Com esse enfoque, Brenck conclui que o custo líquido da política pode ser quase R$ 100 bilhões menor do que o inicialmente projetado por Giambiagi. Nas suas estimativas, o impacto seria de R$ 67,1 bilhões no governo Lula 3 e de R$ 73,9 bilhões em um eventual próximo mandato. Mesmo em cenários mais conservadores, o custo cairia para R$ 108 bilhões até 2026 e R$ 121 bilhões até 2030, ainda abaixo das previsões mais pessimistas.
O que mostram os dados
A pesquisa de Brenck, elaborada com dados do Made-USP e a partir do estudo de Giambiagi, mostra os potenciais efeitos da política:
- Geração de renda: em proporção ao PIB, o impacto positivo cresce progressivamente de 0,19% em 2023 para 1% em 2026 nas estimativas do Made. Mesmo no cenário mais pessimista, o ganho chega a 0,7% do PIB até 2026.
- Arrecadação pública: o efeito sobre as receitas do governo acompanha esse crescimento. Nas projeções do Made, o aumento de arrecadação chega a 1,2% da receita pública em 2026, contra 0,7% no cenário pessimista.
- Custo fiscal acumulado: considerando juros, o custo final até 2026 seria de R$ 67,08 bilhões nas estimativas do Made, bem abaixo dos R$ 107,9 bilhões projetados no cenário pessimista. Para o período seguinte (2027-2030), Brenck estima um custo de R$ 73,9 bilhões, contra R$ 120,9 bilhões no cenário mais desfavorável.
Esses números reforçam a ideia de que, ao movimentar a economia e ampliar a arrecadação, a valorização do salário mínimo tem condições de se pagar em parte e de trazer benefícios duradouros à sociedade.
Benefícios sociais e estruturais
Além do impacto macroeconômico, a valorização do salário mínimo traz benefícios sociais diretos:
- Redução da pobreza e da desigualdade, já que grande parte dos beneficiados está entre os trabalhadores mais vulneráveis e aposentados de baixa renda.
- Melhoria da qualidade de vida, com mais acesso a alimentação, saúde, educação e lazer.
- Estímulo à formalização do trabalho, pois o mínimo valorizado fortalece a referência salarial nos acordos coletivos.
- Segurança para aposentados e pensionistas, cujos benefícios estão atrelados ao mínimo.
A economista reforça ainda que a sustentabilidade da política depende também de escolhas políticas:
“Passa a ser uma questão de rearranjo de gastos e escolha do governo.
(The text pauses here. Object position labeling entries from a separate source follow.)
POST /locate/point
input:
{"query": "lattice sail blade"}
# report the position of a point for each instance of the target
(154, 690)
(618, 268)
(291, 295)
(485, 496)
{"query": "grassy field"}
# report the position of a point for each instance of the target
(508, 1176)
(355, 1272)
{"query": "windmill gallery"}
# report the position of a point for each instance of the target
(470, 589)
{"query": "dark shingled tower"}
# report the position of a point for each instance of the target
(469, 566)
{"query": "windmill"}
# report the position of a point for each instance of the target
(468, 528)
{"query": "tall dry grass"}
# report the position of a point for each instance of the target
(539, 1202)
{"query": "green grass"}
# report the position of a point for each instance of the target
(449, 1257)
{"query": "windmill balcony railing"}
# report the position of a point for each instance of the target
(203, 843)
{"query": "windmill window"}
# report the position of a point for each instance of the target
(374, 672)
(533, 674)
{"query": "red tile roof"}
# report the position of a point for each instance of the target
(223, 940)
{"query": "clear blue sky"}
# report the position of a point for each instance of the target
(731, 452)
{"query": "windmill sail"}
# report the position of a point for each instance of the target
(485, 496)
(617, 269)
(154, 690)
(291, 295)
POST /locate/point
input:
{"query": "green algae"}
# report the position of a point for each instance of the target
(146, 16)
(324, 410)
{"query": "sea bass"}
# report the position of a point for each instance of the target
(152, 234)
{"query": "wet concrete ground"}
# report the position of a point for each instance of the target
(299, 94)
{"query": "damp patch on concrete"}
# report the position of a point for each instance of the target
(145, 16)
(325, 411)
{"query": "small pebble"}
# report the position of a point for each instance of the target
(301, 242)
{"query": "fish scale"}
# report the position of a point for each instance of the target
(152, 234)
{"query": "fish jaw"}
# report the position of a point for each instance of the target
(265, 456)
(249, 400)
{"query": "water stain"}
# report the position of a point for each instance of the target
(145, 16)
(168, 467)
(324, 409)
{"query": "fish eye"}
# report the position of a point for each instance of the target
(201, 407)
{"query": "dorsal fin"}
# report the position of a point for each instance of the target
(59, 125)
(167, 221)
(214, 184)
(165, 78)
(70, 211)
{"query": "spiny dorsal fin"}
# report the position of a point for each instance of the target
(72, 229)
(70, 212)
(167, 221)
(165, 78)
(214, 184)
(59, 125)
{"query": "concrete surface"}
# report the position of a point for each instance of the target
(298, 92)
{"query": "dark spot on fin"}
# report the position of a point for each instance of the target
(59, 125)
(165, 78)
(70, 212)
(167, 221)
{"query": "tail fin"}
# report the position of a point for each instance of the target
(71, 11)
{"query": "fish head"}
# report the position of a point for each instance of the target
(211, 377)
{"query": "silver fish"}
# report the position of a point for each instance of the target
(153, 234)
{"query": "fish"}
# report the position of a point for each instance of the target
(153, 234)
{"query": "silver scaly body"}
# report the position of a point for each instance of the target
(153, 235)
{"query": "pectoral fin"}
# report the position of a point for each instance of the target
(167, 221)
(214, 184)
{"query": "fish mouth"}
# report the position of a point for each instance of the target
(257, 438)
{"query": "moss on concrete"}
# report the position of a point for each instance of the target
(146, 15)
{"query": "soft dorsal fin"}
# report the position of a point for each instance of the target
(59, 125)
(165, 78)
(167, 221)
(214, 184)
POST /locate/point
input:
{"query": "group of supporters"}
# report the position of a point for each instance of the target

O gasto com tal política poderia ser coberto, por exemplo, por uma redução no montante de emendas impositivas e de supersalários, que têm efeito multiplicador baixo ou nulo”, destacou Brenck.
Para a economista, a preocupação com a dívida pública é legítima, mas a valorização do mínimo pode ser entendida como um investimento que retorna em crescimento, arrecadação e coesão social.
Matéria elaborada a partir de reportagem de Anaïs Fernandes no Valor Econômico (22/09/2025), com base em estudos de Fábio Giambiagi (FGV Ibre) e Clara Brenck (UFMG/Made-USP).